My view of the Dalai Lama predates some of the present hype due to religion classes I had back in college by Robert Thurman, one of the Dalai Lama's top US spokesman and now head of Tibet House in NYC. The appeal of the Dalai Lama I think is two-fold beyond the obvious "safeness" of his cause. First, the Dalai Lama is a strong spokesperson for peace in areas beyond his own cause. He does not promote a narrow nationalism for Tibet but ties it strongly to the broader present global concerns of peace and justice (even if the pre-China Tibet can be justly condemned in many aspects). By doing this, the Dalai Lama has supported many progressive campaigns around peace and has garnered recipricol support.

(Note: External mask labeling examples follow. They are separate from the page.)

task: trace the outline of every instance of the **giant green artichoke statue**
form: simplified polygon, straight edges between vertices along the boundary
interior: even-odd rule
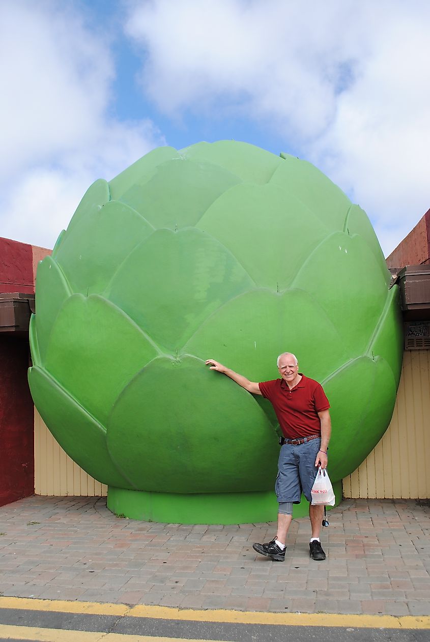
[[[274,519],[271,406],[204,361],[264,381],[295,353],[330,399],[340,482],[393,412],[390,281],[365,213],[309,163],[234,141],[159,148],[92,185],[39,266],[35,403],[117,513]]]

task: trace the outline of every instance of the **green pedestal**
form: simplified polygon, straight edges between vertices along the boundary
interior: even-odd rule
[[[336,505],[342,498],[342,482],[333,484]],[[180,494],[127,490],[110,486],[107,507],[119,517],[142,521],[178,524],[249,524],[275,521],[278,503],[272,491]],[[303,498],[294,506],[295,517],[305,517]]]

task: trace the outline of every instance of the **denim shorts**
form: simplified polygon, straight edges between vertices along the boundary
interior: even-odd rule
[[[302,492],[309,502],[312,501],[311,490],[318,473],[315,460],[320,446],[321,439],[313,439],[300,446],[284,444],[280,447],[275,484],[279,502],[298,504]]]

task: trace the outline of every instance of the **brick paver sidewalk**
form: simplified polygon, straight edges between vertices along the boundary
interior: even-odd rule
[[[430,614],[430,506],[344,500],[309,557],[295,519],[284,562],[257,555],[275,525],[186,526],[116,517],[103,498],[0,508],[0,594],[196,609]]]

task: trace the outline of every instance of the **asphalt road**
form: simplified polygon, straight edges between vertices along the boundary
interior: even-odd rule
[[[9,599],[20,607],[8,607],[4,601],[8,598],[2,598],[0,642],[311,642],[322,639],[329,642],[429,642],[430,639],[429,618],[320,614],[322,623],[319,625],[318,614],[288,614],[286,616],[284,614],[187,611],[178,616],[176,609],[159,607],[154,611],[156,617],[148,617],[144,611],[139,613],[135,609],[137,614],[132,614],[133,609],[110,614],[112,609],[109,607],[112,605],[101,604],[98,609],[94,609],[99,612],[88,612],[88,605],[80,603],[80,603],[72,602],[75,612],[70,612],[61,609],[64,603],[57,605],[46,600],[45,603],[38,604],[40,608],[28,609],[21,607],[27,605],[28,600],[23,600],[21,604],[17,602],[19,598]],[[293,621],[297,623],[291,623]],[[375,623],[383,625],[375,626]]]

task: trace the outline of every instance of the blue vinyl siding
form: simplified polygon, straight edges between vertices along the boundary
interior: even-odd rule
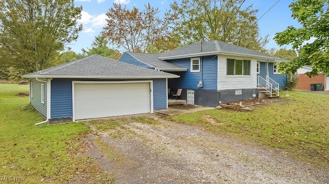
[[[260,62],[260,73],[257,75],[260,75],[262,77],[266,77],[266,63],[265,62]],[[273,73],[273,63],[268,63],[268,76],[279,83],[280,87],[286,86],[284,81],[287,80],[287,76],[280,73]]]
[[[139,67],[144,67],[144,68],[153,68],[150,65],[147,65],[142,62],[141,62],[138,60],[135,57],[132,56],[131,55],[129,54],[126,52],[125,52],[123,54],[123,55],[122,55],[121,57],[119,58],[119,60],[122,62],[124,62],[129,64],[132,64],[132,65],[138,66]]]
[[[201,59],[202,72],[191,72],[191,58],[190,58],[168,62],[188,69],[187,72],[177,74],[180,75],[179,78],[170,79],[169,87],[217,90],[218,73],[217,56],[202,57]],[[202,78],[204,83],[204,88],[198,88],[197,84]]]
[[[41,114],[47,117],[47,83],[35,80],[31,80],[32,83],[33,97],[31,98],[31,105]],[[44,84],[44,103],[41,103],[41,84]]]
[[[73,116],[71,79],[52,79],[51,96],[50,118]]]
[[[217,90],[217,56],[202,58],[202,78],[205,90]]]
[[[150,80],[152,79],[145,79]],[[51,118],[70,117],[72,114],[72,81],[118,81],[122,80],[97,80],[56,79],[51,80]],[[126,80],[143,80],[127,79]],[[167,108],[166,79],[153,79],[153,109]],[[33,83],[34,84],[34,83]]]
[[[166,79],[153,79],[153,109],[167,108]]]

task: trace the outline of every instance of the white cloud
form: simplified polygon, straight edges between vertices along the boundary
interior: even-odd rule
[[[81,11],[81,18],[78,20],[79,23],[83,24],[90,23],[93,16],[83,10]]]
[[[94,16],[92,19],[93,26],[104,27],[107,23],[106,20],[106,18],[108,17],[105,13],[102,13]]]
[[[95,30],[90,28],[89,28],[85,29],[83,32],[86,33],[90,36],[93,36],[94,33],[95,33]]]
[[[129,3],[130,3],[130,0],[114,0],[114,3],[116,4],[124,4],[127,5]]]
[[[316,39],[317,39],[316,37],[312,36],[310,38],[309,38],[309,40],[308,40],[307,41],[304,41],[302,45],[304,46],[304,45],[306,45],[306,44],[312,44],[313,42],[314,42],[314,41],[315,41]]]
[[[89,13],[82,11],[81,18],[78,22],[83,25],[92,24],[94,27],[104,27],[106,24],[106,19],[107,17],[105,13],[99,15],[90,15]]]
[[[75,1],[80,1],[83,2],[90,2],[92,0],[75,0]]]

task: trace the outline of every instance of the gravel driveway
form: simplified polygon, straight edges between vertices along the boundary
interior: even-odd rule
[[[160,124],[129,119],[119,130],[98,132],[86,140],[91,146],[84,154],[115,173],[114,183],[329,183],[327,170],[297,161],[282,150],[148,116]],[[114,136],[118,131],[121,136]],[[93,144],[97,137],[124,159],[109,160]]]

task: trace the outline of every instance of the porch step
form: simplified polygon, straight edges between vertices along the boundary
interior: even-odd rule
[[[278,93],[274,92],[272,93],[272,96],[271,96],[271,93],[267,91],[259,91],[258,92],[258,97],[260,98],[272,98],[280,97],[278,95]]]

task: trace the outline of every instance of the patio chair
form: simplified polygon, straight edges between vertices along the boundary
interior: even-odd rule
[[[182,89],[178,89],[177,90],[177,93],[176,93],[176,94],[173,94],[172,96],[171,96],[171,99],[173,99],[173,97],[174,96],[176,96],[176,100],[177,100],[177,97],[180,97],[180,95],[181,94],[181,90],[182,90]]]

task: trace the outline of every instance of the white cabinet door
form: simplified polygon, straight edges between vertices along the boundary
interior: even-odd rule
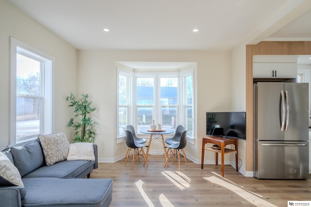
[[[273,77],[273,63],[254,63],[253,64],[254,78],[274,78]]]
[[[274,63],[273,64],[276,78],[297,78],[297,64]]]
[[[271,79],[297,78],[297,64],[254,63],[253,77]]]

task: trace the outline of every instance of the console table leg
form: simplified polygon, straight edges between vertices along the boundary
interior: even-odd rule
[[[202,139],[202,154],[201,158],[201,169],[203,169],[203,165],[204,164],[204,151],[205,151],[205,142],[204,139]]]
[[[221,144],[222,150],[222,177],[224,176],[224,171],[225,167],[225,143],[222,142]]]

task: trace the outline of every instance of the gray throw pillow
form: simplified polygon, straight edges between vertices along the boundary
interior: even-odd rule
[[[38,140],[22,146],[11,148],[14,165],[22,177],[44,164],[42,150]]]
[[[41,142],[47,166],[67,159],[69,142],[64,133],[39,135],[38,138]]]
[[[0,152],[0,186],[24,187],[18,170],[2,152]]]

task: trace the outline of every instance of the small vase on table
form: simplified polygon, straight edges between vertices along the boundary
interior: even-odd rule
[[[152,120],[152,124],[150,125],[150,128],[152,130],[156,129],[156,125],[155,124],[155,120]]]

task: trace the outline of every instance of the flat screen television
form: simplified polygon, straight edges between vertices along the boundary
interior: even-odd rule
[[[207,112],[206,134],[246,139],[246,113]]]

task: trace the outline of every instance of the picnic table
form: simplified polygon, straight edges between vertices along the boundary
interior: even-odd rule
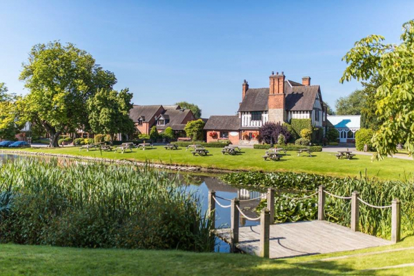
[[[221,149],[221,153],[224,155],[226,153],[228,153],[230,155],[235,155],[237,152],[240,152],[239,147],[233,147],[226,146]]]
[[[338,150],[338,154],[335,155],[335,156],[337,157],[337,159],[340,159],[344,157],[351,160],[354,156],[355,156],[355,155],[353,155],[352,151],[349,150]]]
[[[312,152],[308,148],[302,148],[299,150],[297,152],[297,156],[300,156],[302,153],[307,153],[309,155],[309,157],[312,157]]]
[[[195,148],[193,151],[191,152],[193,155],[199,155],[199,156],[206,156],[208,153],[208,150],[204,148]]]
[[[187,151],[187,150],[188,148],[201,148],[201,145],[199,145],[199,144],[188,145],[188,146],[187,146],[187,148],[186,148],[186,151]]]
[[[98,148],[97,145],[83,145],[79,148],[79,151],[82,150],[86,150],[86,151],[89,151],[90,148],[95,148],[95,150]]]
[[[149,148],[151,147],[151,148],[152,148],[152,144],[151,143],[141,143],[138,144],[137,148],[142,148],[143,150],[145,150],[146,148]]]
[[[178,146],[175,144],[167,144],[166,146],[164,146],[164,148],[166,148],[166,150],[170,150],[178,149]]]
[[[263,159],[264,161],[266,161],[268,158],[273,161],[280,160],[280,159],[283,157],[283,155],[280,155],[278,151],[279,150],[268,150],[264,153]]]
[[[134,143],[123,143],[121,146],[115,148],[115,152],[118,150],[121,150],[121,153],[124,153],[126,150],[130,150],[132,152],[132,148],[135,147]]]

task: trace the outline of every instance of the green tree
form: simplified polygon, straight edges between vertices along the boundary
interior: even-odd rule
[[[356,90],[346,97],[341,97],[335,103],[337,115],[360,115],[365,100],[364,91]]]
[[[113,141],[117,133],[131,133],[134,122],[129,116],[132,108],[132,94],[128,89],[121,92],[99,89],[87,101],[89,124],[95,133],[109,135]]]
[[[184,128],[187,137],[190,137],[193,141],[202,140],[204,124],[204,121],[201,119],[188,122]]]
[[[196,119],[199,119],[201,117],[201,110],[198,107],[197,105],[190,103],[186,101],[180,101],[179,103],[176,103],[175,104],[178,104],[181,108],[190,110]]]
[[[414,20],[403,25],[400,44],[386,44],[372,34],[357,41],[344,57],[348,66],[340,81],[380,80],[376,89],[375,115],[382,122],[372,139],[374,158],[396,152],[406,141],[414,152]]]
[[[29,93],[21,103],[23,118],[41,125],[58,147],[62,132],[89,130],[86,101],[98,88],[112,90],[115,75],[72,43],[34,46],[23,64],[20,80]]]

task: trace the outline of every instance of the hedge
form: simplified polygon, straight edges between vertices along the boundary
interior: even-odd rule
[[[253,146],[253,148],[257,150],[267,150],[270,148],[270,145],[268,144],[256,144]],[[320,146],[297,146],[297,145],[277,145],[277,148],[283,148],[288,151],[297,151],[302,148],[308,148],[312,152],[320,152],[322,151],[322,147]]]
[[[197,142],[197,141],[193,141],[193,142],[187,142],[187,141],[179,141],[179,142],[172,142],[171,144],[175,144],[178,146],[180,147],[187,147],[190,145],[194,145],[195,144],[197,144],[197,145],[201,145],[201,146],[204,146],[205,148],[224,148],[226,146],[228,146],[228,143],[220,143],[220,142],[210,142],[210,143],[206,143],[206,142]]]
[[[368,145],[368,150],[373,150],[371,139],[374,135],[374,131],[368,128],[361,128],[355,132],[355,147],[357,150],[364,150],[364,146]]]

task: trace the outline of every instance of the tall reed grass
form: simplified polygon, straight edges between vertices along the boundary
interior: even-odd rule
[[[177,177],[26,159],[0,166],[0,241],[210,251],[211,223]]]

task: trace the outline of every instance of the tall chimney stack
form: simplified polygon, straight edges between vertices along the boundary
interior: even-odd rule
[[[304,77],[302,78],[302,84],[305,86],[309,86],[310,85],[310,77]]]
[[[248,90],[248,83],[247,83],[246,79],[244,80],[244,81],[243,81],[243,84],[242,84],[241,87],[242,87],[241,101],[243,101],[244,99],[244,96],[246,96],[246,92],[247,92],[247,90]]]

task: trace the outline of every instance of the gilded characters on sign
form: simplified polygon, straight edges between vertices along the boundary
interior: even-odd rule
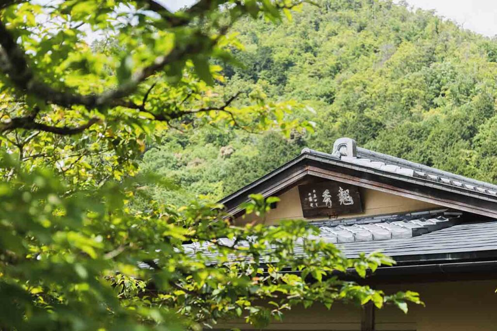
[[[352,199],[352,197],[350,196],[350,194],[349,193],[348,189],[344,190],[340,187],[338,190],[338,196],[340,205],[348,205],[354,204],[354,200]]]
[[[331,208],[331,195],[330,194],[330,190],[327,188],[323,192],[323,203],[329,208]]]

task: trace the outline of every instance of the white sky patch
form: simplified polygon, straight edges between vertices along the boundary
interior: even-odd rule
[[[454,21],[463,28],[488,37],[497,35],[495,0],[407,0],[406,2],[414,8],[434,9],[437,15]]]
[[[197,0],[158,0],[158,2],[169,10],[175,11],[191,6]],[[437,15],[454,21],[464,29],[489,37],[497,35],[496,0],[407,0],[406,2],[414,8],[433,9]]]

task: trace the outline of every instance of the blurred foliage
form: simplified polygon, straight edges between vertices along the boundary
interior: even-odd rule
[[[301,221],[237,227],[207,201],[226,189],[215,176],[240,185],[313,131],[312,108],[275,97],[290,64],[245,81],[247,42],[230,32],[302,6],[0,3],[0,329],[199,330],[239,318],[260,328],[299,305],[421,303],[353,281],[394,263],[381,253],[347,259]],[[197,193],[211,195],[172,203]],[[263,216],[274,201],[245,208]]]
[[[341,137],[497,182],[497,41],[402,2],[319,4],[276,24],[243,19],[233,31],[245,46],[234,50],[243,67],[217,62],[226,88],[256,84],[270,98],[312,107],[297,113],[316,123],[314,133],[170,132],[143,162],[181,183],[185,194],[172,198],[184,202],[202,194],[216,201],[304,147],[331,151]],[[167,190],[156,193],[160,201],[171,198]]]

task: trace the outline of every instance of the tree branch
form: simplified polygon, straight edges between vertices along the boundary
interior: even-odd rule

And as a religious figure, one should not discount the religious attaction of him as a figure. Tibetan Mayahana Buddhism is extremely attractive for many people (including myself at one point). Unlike some forms of Buddhism that emphasize individual enlightenment and navel-gazing, Tibetan-based Buddhism, known as Mayahana Buddhism, emphasizes social enlightenment where it is the responsibility of the enlightened, boddhisatvas, to help the rest of humanity both economically and spiritually. The religion does not divide the world into the saved and the damned, or the enlightened and the unenlightened, but only into the enlightened and the to-be-enlightened.

Whatever the drawbacks to Tibetan society in economic and social practice, the spiritual basis of encompassing spiritual possibility and openness does have real attractions.